Calculating the flow rate through a double-flanged butterfly valve involves using principles of fluid mechanics and valve characteristics.

Here’s a general approach to calculate the flow rate:

1. Understand Valve Characteristics: Double-flanged butterfly valves have a characteristic flow coefficient (Cv) or flow capacity that represents the valve’s ability to pass fluid at a given pressure drop. This Cv value is typically provided by the valve manufacturer and is specific to the size and design of the valve.
2. Determine Pressure Drop: Determine the pressure drop across the double-flanged butterfly valve.
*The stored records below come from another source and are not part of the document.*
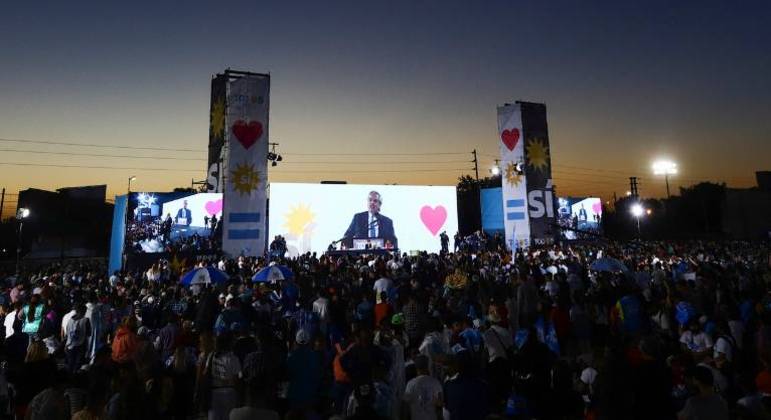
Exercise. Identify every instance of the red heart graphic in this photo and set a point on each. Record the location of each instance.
(213, 207)
(247, 134)
(510, 138)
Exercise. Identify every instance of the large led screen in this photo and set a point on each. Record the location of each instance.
(580, 215)
(313, 217)
(171, 222)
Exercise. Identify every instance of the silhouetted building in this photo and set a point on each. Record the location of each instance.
(747, 211)
(68, 223)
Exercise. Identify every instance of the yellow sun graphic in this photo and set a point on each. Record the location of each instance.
(218, 118)
(298, 218)
(537, 154)
(245, 178)
(512, 176)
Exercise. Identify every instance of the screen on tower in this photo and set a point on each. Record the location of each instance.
(315, 217)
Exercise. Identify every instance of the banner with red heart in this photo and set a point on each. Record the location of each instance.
(247, 133)
(510, 138)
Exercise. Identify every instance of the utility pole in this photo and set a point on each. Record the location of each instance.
(633, 187)
(476, 164)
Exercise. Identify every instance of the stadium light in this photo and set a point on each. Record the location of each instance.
(666, 168)
(637, 211)
(495, 170)
(21, 214)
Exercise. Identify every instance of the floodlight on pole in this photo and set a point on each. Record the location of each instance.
(495, 170)
(637, 211)
(21, 214)
(666, 168)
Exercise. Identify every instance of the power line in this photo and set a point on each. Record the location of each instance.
(100, 155)
(200, 170)
(378, 172)
(376, 153)
(61, 143)
(99, 167)
(371, 162)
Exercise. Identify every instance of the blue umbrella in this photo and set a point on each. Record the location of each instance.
(608, 264)
(272, 274)
(204, 275)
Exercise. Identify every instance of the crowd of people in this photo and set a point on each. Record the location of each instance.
(682, 330)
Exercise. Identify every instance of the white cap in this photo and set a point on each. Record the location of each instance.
(588, 376)
(302, 337)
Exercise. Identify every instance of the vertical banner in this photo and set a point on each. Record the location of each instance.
(245, 190)
(217, 109)
(514, 192)
(540, 190)
(118, 236)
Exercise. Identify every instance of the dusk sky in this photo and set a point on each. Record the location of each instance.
(624, 83)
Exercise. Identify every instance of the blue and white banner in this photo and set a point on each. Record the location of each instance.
(514, 190)
(246, 176)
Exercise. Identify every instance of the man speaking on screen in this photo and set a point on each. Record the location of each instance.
(184, 216)
(371, 223)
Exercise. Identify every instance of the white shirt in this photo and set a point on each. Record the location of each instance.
(321, 308)
(75, 332)
(423, 394)
(65, 320)
(371, 224)
(9, 319)
(696, 343)
(722, 345)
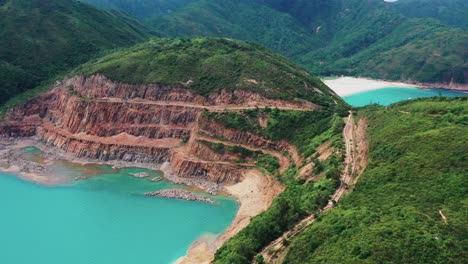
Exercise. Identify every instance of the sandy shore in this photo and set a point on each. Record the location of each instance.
(345, 86)
(254, 194)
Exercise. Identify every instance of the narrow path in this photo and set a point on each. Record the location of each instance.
(275, 251)
(283, 161)
(212, 108)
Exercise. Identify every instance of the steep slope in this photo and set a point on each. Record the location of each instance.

This can be obtained from the system design or calculated based on the difference in pressure between the inlet and outlet of the valve.
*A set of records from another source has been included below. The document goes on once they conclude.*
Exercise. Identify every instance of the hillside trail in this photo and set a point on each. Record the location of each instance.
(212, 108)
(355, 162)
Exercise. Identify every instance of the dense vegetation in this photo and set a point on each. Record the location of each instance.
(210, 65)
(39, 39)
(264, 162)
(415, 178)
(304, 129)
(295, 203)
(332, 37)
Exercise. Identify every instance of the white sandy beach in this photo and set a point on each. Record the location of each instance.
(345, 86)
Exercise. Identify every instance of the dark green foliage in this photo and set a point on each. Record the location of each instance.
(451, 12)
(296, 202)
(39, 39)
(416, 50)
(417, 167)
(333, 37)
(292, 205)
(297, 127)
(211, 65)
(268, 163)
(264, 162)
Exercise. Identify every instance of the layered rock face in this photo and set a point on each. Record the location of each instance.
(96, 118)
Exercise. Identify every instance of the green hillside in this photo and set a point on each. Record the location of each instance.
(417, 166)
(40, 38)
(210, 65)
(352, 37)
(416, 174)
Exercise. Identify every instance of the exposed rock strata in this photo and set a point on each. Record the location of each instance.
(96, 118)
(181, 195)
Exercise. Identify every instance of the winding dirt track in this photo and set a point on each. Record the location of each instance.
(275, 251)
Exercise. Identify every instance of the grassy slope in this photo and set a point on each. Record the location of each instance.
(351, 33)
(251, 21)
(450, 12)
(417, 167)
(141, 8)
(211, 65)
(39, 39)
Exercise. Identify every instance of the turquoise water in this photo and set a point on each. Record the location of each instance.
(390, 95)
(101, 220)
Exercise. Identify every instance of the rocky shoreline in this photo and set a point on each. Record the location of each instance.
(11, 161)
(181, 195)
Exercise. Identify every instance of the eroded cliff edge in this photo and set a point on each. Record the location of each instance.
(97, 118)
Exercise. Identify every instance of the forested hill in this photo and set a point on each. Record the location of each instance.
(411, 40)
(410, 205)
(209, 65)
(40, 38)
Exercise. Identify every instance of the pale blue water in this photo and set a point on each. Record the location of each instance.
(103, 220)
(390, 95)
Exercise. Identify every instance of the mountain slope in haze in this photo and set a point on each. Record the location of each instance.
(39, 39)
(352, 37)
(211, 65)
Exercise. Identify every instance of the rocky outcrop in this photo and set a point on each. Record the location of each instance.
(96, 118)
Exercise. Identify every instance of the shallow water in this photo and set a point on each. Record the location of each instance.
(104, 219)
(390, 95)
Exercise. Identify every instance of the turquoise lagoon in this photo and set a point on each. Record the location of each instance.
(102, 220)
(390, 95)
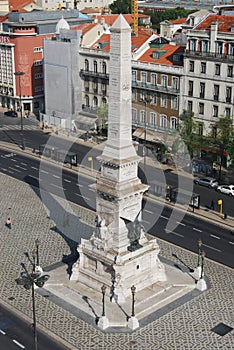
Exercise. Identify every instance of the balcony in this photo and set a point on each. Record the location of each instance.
(93, 74)
(153, 87)
(212, 55)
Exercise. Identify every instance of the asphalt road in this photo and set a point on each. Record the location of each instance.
(15, 333)
(160, 220)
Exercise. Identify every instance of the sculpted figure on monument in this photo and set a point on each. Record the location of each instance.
(134, 232)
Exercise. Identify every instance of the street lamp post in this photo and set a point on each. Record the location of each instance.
(199, 243)
(133, 290)
(29, 280)
(103, 288)
(19, 74)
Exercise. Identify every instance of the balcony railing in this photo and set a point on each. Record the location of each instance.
(215, 55)
(149, 86)
(89, 73)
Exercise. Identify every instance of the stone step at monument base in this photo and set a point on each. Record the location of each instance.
(87, 302)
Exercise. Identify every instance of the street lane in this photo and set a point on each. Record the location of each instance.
(217, 241)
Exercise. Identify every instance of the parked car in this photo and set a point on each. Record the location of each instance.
(227, 189)
(207, 181)
(11, 113)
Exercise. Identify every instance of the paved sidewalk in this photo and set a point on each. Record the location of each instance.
(186, 327)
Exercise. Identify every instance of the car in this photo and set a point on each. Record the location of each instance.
(207, 181)
(11, 113)
(226, 189)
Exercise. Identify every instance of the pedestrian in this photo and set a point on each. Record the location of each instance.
(212, 205)
(8, 223)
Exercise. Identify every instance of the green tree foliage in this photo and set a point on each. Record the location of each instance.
(121, 6)
(220, 137)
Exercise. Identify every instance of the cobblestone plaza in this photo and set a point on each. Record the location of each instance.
(188, 326)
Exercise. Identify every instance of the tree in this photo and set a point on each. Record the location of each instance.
(102, 115)
(121, 6)
(188, 129)
(220, 137)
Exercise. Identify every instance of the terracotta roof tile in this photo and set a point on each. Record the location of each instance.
(166, 53)
(225, 23)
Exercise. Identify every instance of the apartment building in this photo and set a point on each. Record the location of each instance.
(209, 70)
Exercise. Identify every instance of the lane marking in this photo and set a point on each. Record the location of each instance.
(208, 246)
(18, 166)
(61, 188)
(196, 229)
(215, 236)
(180, 223)
(18, 171)
(148, 211)
(19, 344)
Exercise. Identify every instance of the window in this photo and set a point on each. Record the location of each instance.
(191, 66)
(154, 99)
(190, 90)
(95, 86)
(190, 106)
(173, 122)
(37, 49)
(230, 71)
(164, 81)
(200, 129)
(219, 47)
(174, 102)
(201, 108)
(142, 116)
(39, 76)
(216, 92)
(175, 83)
(95, 66)
(153, 119)
(86, 100)
(215, 111)
(203, 67)
(163, 100)
(86, 65)
(204, 46)
(143, 78)
(202, 90)
(154, 79)
(103, 67)
(163, 121)
(193, 45)
(228, 94)
(217, 69)
(134, 95)
(134, 118)
(227, 112)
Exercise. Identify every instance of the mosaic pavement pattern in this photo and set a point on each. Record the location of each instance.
(187, 327)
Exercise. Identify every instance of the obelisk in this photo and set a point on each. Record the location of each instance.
(118, 254)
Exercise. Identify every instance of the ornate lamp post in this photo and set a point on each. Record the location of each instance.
(103, 288)
(19, 74)
(199, 243)
(29, 280)
(133, 290)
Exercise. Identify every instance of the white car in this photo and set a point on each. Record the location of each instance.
(227, 189)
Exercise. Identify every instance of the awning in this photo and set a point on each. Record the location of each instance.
(155, 136)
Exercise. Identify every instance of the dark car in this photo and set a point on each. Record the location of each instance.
(11, 113)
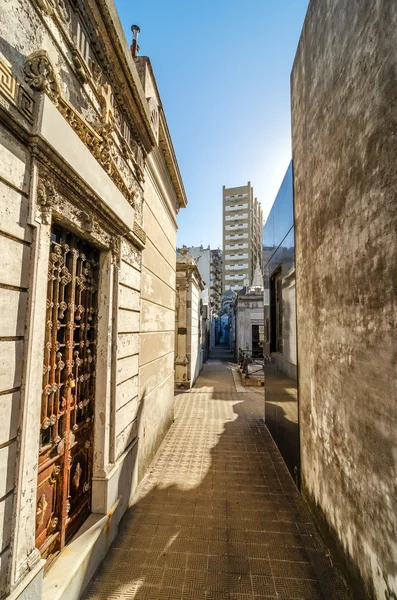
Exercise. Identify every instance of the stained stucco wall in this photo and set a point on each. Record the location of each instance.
(156, 362)
(344, 126)
(194, 349)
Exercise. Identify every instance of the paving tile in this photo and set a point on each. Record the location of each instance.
(217, 517)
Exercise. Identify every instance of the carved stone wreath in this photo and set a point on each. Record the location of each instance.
(40, 74)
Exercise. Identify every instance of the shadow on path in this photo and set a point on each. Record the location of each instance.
(218, 515)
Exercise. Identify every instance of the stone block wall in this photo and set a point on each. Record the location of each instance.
(344, 129)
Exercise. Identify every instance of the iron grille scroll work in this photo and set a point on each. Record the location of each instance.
(67, 409)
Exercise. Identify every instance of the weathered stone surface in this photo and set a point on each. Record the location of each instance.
(344, 126)
(78, 148)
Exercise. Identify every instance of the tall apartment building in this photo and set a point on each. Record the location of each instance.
(209, 263)
(242, 235)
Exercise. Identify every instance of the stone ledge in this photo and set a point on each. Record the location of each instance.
(79, 560)
(30, 587)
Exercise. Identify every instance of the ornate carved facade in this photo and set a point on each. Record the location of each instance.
(87, 174)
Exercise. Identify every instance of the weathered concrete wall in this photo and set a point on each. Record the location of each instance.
(156, 361)
(83, 143)
(344, 126)
(249, 311)
(195, 348)
(15, 244)
(188, 349)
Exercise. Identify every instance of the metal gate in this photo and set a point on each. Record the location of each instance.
(67, 409)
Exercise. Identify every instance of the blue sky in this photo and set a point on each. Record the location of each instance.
(223, 71)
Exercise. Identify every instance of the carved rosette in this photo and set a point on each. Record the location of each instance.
(40, 74)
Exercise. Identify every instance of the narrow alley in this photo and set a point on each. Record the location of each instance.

3. Use the Cv Equation: Use the Cv equation to calculate the flow rate through the valve:𝑄=𝐶𝑣×Δ𝑃𝑆𝐺Q=Cv×SGΔP​​Where:
   • 𝑄Q = Flow rate through the valve (gallons per minute, liters per minute, etc.)
   • 𝐶𝑣Cv = Flow coefficient of the valve (dimensionless)
   • Δ𝑃ΔP = Pressure drop across the valve (psi, bar, etc.)
   • 𝑆𝐺SG = Specific gravity of the fluid (dimensionless)
   Note: The Cv value must be in consistent units with the pressure drop (Δ𝑃ΔP) and flow rate (Q).
4. Convert Units: Ensure that all units are consistent in the equation. If necessary, convert units to match the desired output units (e.g., gallons per minute, liters per minute).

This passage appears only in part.